With the Louisiana Purchase of 1803, the size of the United States was essentially doubled. Very little of this enormous expanse of land had actually been explored, let alone surveyed. In fact, at the time of the transaction, it was not known exactly how much land the United States had purchased.

The Louisiana Purchase Survey was first ordered by President James Monroe to begin shortly after the end of the War of 1812. This timing was due in part to the federal government’s desire to pay war veterans with land. War veterans were given land grants which entitled them to a certain amount of land depending on their status, but before they could claim a particular parcel of land, it had to be surveyed. Meanwhile, settlers were already beginning to stream into the west, so it became critical to survey the land as quickly as possible so that it could be either deeded to veterans or sold to settlers and land speculators.
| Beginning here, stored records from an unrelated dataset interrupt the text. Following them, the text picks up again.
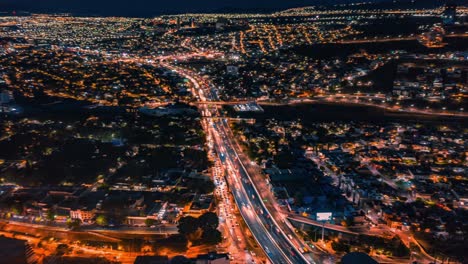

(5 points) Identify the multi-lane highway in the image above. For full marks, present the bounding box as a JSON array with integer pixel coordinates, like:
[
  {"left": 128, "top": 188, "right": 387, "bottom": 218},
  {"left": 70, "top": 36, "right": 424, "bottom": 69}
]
[
  {"left": 215, "top": 120, "right": 309, "bottom": 264},
  {"left": 163, "top": 62, "right": 311, "bottom": 264}
]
To survey the Louisiana Purchase, the Public Land Survey System was adopted. This rectangular system had previously used to survey the lands in the Ohio River Valley. The official survey was begun in 1815 by two land surveyors, Prospect Robbins and Joseph Brown. The survey itself began in what is now Arkansas. Robbins and Brown marked their starting point using two pairs of gum trees, based on the tradition of using identifiable physical geographic features to mark survey points. This starting point, known as the Initial Point, was located in the middle of a hardwood swamp. Today, this landmark can be seen in the Louisiana Purchase State Park. Because these lands were surveyed first, they could be sold before other western lands, and eventually Arkansas became only the third state west of the Mississippi River to be admitted into the United States.
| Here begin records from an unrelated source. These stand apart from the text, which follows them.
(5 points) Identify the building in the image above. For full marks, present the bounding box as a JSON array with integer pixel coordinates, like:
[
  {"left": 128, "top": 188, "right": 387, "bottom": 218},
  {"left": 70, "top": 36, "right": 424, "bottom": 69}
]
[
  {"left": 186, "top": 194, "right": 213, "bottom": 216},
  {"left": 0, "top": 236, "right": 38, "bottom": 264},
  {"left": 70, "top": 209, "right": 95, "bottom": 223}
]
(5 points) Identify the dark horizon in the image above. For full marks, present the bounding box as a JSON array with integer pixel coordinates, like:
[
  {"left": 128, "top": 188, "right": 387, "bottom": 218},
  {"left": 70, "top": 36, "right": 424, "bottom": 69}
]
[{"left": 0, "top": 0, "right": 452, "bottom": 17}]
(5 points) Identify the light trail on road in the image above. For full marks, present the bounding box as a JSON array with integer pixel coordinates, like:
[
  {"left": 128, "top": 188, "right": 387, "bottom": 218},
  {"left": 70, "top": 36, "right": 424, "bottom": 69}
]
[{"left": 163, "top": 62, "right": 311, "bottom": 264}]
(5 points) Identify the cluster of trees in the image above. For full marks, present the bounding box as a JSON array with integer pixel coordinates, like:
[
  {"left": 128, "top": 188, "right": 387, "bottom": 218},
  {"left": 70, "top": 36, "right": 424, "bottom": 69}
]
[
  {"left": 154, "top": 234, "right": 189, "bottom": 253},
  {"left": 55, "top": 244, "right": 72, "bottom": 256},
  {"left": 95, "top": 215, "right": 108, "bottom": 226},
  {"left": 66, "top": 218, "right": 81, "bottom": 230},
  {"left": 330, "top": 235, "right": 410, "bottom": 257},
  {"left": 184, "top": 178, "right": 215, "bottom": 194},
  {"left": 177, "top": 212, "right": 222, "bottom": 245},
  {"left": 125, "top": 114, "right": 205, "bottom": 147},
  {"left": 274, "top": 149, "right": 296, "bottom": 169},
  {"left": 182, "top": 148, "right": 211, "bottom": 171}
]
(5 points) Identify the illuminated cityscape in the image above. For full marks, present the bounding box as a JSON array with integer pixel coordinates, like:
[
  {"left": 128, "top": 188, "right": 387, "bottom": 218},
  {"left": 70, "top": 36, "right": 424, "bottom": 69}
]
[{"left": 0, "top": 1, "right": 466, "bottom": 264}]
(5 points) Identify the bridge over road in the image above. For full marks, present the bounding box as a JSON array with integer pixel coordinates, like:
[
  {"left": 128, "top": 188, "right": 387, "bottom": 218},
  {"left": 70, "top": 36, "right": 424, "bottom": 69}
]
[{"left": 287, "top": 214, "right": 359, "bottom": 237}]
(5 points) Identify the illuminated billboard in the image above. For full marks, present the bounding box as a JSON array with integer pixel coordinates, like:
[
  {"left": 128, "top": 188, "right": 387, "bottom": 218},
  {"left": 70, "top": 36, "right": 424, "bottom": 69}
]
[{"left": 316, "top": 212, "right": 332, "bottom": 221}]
Working outward from the Initial Point, teams of surveyors working for the United States Engineers began marking township sections throughout the region. They began by surveying 60 townships’ worth of land (each encompassing six square miles) that could be sold immediately or given via land grants to veterans of the War of 1812. The use of the Public Land Survey System, which divided lands into townships and sections, was the direct reason why many land grants were 640 acres, or a “section” of land. The surveyors used only a compass and a chain, and the work was slow in the wilderness of this unsettled and unexplored territory. In fact, some areas were still not yet surveyed when Arkansas became a state in 1836.

Eventually, the Louisiana Purchase survey covered most of present-day Arkansas, Missouri, Iowa, North and South Dakota, and Minnesota. These surveys are continuous, spanning thousands of acres of land. Many of today’s state and country boundaries in this area follow the original survey lines, which is part of the reason why many states in this part of the country are nearly perfect rectangles.